Recent changes in the Serbian Ministry of Interior raise serious concerns about the new
government's commitment to human rights and accountability.
Two high-ranking police officials from the Milosevic era have been removed from office, but another official with a terrible record of human rights abuse has been promoted to an important position within the Ministry of Interior.
On January 30, Colonel Sreten Lukic was appointed as new chief of public security and deputy Serbian Interior Minister. Lukic was in charge of the regular uniformed police in Kosovo during 1998 and 1999, during which police under his command committed numerous crimes and abuses, including torture, indiscriminate attacks, forced expulsions, and extrajudicial executions.
"The appointment of Sreten Lukic raises serious doubts about the new Serbian government's commitment to police reform and to accountability for past abuses," said Holly Cartner, Executive Director of Human Rights Watch's Europe and Central Asia division. "People who should be investigated for their role in war crimes and other serious abuses are instead being rewarded."
At the same time, the newly appointed Serbian government dismissed two top officials, Lieutenant Generals Vlastimir Djordjevic and Obrad Stevanovic. Both Djordjevic and Stevanovic played key roles in Milosevic's repressive security apparatus, including having command of Serbian Ministry of Interior forces in Kosovo. Djordjevic, known informally as "Rodja" ("Cousin"), was head of the ministry's public security service, as well as an assistant to the minister. Stevanovic commanded the police department of the public security service.
Prior to this promotion, Lukic was an assistant chief of police in Belgrade. At the time he was stationed in Kosovo, he was the Chief of the Headquarters of the Ministry of Interior in Pristina. On numerous occasions, Lukic was presented by the ministry as its main interlocutor with foreigners in Kosovo, as well as the main contact person for the Kosovo Diplomatic Observer Mission (KDOM). Lukic's superior during 1998 and 1999, former Serbian Minister of the Interior Vlajko Stojiljkovic, was indicted for war crimes by the International Criminal Tribunal for the Former Yugoslavia (ICTY) in May 1999 for crimes against humanity committed in Kosovo.
Lukic's name also appeared in January 1999, after the killing of forty-five Kosovar Albanians in the village of Racak.
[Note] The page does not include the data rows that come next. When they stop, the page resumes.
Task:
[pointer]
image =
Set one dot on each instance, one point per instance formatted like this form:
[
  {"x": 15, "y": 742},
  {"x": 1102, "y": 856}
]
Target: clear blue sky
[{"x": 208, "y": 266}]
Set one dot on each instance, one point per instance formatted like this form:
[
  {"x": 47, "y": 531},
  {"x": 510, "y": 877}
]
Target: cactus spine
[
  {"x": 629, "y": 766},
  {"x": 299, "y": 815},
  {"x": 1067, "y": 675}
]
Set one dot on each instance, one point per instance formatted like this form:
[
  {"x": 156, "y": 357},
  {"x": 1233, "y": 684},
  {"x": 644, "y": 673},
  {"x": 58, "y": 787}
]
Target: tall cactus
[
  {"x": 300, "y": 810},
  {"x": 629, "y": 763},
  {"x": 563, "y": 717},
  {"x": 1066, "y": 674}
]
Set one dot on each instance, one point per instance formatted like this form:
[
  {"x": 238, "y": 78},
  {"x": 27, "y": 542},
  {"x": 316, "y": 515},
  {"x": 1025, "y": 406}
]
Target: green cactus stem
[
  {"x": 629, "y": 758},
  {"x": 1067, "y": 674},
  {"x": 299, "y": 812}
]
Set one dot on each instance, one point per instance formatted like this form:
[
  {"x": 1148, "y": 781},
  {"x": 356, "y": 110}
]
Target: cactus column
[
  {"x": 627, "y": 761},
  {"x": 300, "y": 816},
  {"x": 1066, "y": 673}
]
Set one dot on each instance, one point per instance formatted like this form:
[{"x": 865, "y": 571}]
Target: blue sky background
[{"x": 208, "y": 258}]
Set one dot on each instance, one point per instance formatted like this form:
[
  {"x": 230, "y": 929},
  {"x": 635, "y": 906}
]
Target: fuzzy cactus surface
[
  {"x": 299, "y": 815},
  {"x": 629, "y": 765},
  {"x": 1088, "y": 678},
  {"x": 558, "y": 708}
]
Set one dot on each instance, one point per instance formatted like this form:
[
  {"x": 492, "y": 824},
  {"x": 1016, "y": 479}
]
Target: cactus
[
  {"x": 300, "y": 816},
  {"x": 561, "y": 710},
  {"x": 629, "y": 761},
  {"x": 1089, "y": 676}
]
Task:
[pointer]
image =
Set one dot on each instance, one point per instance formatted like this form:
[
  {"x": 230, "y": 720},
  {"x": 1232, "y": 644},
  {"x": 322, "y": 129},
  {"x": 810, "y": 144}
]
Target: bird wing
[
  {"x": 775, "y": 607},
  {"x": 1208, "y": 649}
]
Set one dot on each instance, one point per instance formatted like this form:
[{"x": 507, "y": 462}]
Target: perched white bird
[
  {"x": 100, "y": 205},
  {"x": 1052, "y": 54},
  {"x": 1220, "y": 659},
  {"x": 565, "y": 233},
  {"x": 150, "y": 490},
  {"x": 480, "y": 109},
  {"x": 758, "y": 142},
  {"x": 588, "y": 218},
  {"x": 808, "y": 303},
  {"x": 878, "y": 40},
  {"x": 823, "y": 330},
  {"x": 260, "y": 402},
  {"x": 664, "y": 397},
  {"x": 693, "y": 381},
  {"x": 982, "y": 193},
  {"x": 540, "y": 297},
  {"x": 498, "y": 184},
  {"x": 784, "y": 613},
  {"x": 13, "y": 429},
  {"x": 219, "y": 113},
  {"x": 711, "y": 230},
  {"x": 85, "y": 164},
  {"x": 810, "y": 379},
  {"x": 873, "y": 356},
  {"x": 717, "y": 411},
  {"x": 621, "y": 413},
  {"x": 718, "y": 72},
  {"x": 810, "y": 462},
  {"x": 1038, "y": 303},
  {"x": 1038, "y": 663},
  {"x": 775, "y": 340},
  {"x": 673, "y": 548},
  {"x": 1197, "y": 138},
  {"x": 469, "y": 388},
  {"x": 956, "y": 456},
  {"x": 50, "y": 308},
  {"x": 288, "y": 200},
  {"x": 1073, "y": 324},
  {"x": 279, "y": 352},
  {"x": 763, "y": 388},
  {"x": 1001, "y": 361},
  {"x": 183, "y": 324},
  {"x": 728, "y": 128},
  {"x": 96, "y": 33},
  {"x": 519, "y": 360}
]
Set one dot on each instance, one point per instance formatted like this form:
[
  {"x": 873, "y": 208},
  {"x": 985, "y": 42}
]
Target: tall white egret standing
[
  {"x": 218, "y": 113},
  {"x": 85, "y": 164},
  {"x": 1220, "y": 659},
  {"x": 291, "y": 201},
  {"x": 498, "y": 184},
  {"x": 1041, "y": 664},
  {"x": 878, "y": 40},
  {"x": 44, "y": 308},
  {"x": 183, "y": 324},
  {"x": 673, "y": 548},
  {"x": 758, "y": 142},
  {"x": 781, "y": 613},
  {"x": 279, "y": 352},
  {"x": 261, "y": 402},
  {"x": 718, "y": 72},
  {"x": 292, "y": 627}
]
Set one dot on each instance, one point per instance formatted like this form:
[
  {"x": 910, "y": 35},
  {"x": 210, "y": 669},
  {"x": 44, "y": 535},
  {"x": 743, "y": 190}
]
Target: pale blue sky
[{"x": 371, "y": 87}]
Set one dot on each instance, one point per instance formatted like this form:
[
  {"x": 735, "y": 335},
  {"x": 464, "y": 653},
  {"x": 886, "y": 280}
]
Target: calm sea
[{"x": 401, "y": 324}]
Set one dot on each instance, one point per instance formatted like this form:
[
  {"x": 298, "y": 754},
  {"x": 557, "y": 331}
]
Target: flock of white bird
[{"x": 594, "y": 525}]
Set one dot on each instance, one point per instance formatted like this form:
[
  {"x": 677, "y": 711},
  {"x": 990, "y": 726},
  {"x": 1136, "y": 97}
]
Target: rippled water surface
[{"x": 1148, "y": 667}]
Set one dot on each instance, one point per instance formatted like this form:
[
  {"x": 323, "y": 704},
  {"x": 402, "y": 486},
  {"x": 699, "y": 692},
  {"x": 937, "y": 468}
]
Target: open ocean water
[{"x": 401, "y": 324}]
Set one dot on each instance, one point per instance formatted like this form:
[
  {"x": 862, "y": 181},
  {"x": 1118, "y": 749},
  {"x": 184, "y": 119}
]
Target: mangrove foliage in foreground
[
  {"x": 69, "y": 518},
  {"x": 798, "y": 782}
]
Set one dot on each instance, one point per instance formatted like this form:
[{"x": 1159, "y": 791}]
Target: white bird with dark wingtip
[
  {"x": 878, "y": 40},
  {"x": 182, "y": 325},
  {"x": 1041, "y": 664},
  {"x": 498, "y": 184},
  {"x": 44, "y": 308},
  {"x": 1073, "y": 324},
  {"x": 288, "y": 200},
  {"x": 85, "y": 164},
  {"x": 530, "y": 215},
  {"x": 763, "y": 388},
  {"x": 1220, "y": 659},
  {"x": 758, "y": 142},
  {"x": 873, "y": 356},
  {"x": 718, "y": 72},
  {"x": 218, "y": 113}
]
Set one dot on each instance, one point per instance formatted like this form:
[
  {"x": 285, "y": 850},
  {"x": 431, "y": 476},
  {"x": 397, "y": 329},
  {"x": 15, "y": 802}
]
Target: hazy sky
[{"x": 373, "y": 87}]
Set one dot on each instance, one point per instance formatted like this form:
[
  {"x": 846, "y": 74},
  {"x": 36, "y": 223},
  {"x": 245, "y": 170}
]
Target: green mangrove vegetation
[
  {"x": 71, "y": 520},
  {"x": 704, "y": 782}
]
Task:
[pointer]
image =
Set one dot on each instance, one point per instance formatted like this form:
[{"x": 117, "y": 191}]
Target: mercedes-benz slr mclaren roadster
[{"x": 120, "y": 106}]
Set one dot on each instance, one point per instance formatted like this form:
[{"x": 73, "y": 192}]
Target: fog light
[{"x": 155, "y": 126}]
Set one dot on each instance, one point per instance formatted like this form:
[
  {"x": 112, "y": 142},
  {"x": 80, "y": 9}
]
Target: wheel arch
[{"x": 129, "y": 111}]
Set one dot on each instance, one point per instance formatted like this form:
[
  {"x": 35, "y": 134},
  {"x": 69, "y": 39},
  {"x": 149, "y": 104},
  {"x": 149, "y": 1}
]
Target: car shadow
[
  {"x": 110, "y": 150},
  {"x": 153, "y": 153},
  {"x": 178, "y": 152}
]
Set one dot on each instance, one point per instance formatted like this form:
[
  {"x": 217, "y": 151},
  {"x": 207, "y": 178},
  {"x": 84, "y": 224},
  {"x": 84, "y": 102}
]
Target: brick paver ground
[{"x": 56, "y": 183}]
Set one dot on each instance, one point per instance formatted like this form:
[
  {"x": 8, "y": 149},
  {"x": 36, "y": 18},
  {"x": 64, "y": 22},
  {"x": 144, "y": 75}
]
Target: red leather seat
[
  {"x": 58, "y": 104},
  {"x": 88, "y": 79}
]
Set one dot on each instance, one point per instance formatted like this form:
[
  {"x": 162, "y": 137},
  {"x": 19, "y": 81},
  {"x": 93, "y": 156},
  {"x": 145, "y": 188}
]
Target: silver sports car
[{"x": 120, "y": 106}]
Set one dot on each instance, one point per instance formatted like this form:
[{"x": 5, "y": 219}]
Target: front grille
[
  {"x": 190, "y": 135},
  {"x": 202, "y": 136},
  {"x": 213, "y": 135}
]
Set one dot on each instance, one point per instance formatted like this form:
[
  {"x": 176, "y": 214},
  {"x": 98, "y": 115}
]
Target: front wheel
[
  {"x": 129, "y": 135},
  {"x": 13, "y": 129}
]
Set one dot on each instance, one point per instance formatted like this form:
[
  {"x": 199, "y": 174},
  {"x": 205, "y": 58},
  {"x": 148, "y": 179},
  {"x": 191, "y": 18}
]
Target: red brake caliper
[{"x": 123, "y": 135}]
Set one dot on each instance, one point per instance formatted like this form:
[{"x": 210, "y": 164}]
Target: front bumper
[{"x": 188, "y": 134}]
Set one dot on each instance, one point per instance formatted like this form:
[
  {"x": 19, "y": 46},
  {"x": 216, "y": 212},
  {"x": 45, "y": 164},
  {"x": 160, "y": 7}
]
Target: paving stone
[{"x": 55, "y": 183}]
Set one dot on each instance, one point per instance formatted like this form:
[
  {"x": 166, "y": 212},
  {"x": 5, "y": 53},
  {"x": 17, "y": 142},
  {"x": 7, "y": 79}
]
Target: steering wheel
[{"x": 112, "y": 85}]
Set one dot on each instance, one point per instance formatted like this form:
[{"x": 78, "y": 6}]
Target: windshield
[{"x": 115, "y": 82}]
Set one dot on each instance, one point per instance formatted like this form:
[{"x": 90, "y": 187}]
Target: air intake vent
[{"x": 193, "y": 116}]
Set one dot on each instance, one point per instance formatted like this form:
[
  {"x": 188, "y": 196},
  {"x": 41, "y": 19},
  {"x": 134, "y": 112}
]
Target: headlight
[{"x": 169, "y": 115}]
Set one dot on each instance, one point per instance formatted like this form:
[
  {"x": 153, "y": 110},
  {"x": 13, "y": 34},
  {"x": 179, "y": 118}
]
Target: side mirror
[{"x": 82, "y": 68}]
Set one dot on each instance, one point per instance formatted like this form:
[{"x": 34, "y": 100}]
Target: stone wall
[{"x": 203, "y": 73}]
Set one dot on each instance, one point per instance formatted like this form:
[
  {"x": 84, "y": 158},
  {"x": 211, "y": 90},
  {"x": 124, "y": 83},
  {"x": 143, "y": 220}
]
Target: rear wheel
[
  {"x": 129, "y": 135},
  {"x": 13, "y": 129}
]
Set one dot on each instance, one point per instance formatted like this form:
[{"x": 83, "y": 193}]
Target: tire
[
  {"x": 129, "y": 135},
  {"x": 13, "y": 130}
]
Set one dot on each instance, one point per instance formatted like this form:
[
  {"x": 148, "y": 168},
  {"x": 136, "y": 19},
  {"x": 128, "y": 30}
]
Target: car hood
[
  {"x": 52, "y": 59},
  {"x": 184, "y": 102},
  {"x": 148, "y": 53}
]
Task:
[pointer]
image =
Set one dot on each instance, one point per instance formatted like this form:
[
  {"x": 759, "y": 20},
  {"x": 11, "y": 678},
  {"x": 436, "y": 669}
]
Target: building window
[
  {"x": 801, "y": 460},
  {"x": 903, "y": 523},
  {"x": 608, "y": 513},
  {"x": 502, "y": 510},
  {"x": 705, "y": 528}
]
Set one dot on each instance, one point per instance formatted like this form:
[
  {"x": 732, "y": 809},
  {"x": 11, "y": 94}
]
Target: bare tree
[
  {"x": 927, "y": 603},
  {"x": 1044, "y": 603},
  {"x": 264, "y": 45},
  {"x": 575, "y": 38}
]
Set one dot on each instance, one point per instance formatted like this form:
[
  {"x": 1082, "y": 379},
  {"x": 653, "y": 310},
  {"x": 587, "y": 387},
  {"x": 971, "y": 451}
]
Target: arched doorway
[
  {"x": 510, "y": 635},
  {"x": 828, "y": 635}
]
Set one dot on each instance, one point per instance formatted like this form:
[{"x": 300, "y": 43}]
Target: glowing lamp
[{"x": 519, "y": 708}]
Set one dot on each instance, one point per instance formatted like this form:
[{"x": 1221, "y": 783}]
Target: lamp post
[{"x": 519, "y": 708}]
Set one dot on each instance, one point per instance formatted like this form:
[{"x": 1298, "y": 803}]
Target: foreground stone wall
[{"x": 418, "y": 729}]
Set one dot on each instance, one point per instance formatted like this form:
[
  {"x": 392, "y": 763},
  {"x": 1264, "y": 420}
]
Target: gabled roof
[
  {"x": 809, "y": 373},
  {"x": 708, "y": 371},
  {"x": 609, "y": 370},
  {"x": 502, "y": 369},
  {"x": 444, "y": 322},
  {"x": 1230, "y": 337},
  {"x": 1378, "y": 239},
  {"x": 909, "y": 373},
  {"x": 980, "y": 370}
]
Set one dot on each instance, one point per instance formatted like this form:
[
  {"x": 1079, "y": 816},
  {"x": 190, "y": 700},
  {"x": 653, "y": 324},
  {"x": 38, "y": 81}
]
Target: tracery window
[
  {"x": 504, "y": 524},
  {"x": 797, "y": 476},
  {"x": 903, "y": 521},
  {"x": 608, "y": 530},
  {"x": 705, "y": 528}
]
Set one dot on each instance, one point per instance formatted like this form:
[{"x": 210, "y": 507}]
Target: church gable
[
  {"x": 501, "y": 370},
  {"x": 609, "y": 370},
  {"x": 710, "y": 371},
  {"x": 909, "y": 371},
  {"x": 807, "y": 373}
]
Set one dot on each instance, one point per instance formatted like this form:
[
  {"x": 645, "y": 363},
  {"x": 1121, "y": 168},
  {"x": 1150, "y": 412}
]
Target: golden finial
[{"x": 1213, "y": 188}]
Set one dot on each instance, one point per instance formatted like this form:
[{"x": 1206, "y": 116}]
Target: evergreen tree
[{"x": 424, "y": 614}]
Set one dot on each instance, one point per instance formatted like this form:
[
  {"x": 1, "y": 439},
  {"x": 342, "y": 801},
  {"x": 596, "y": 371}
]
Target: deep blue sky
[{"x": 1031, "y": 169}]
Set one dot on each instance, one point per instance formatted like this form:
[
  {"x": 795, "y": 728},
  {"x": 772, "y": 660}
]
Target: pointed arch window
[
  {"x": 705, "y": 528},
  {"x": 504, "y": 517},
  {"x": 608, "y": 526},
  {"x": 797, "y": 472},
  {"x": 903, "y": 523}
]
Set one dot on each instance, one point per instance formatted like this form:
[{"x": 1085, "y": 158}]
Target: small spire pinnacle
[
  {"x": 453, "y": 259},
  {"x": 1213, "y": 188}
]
According to the Washington Post of January 28, 1999, Western governments had intercepted conversations between "Serbian Interior Minister General Sreten Lukic" and Yugoslav Deputy Prime Minister Nikola Sainovic, who has also been indicted by the Yugoslav Tribunal. Western sources familiar with the intercepts claimed that the two officials ordered their forces to "go in heavy." In a series of conversations after the attack, Lukic and Sainovic allegedly discussed ways to cover up the massacre.
"The Serbian government's non-cooperation with the Hague Tribunal is bad enough," said Cartner. "But anyone interested in Serbia's democratic transition should be very concerned that people connected with abuses in Kosovo are now being promoted."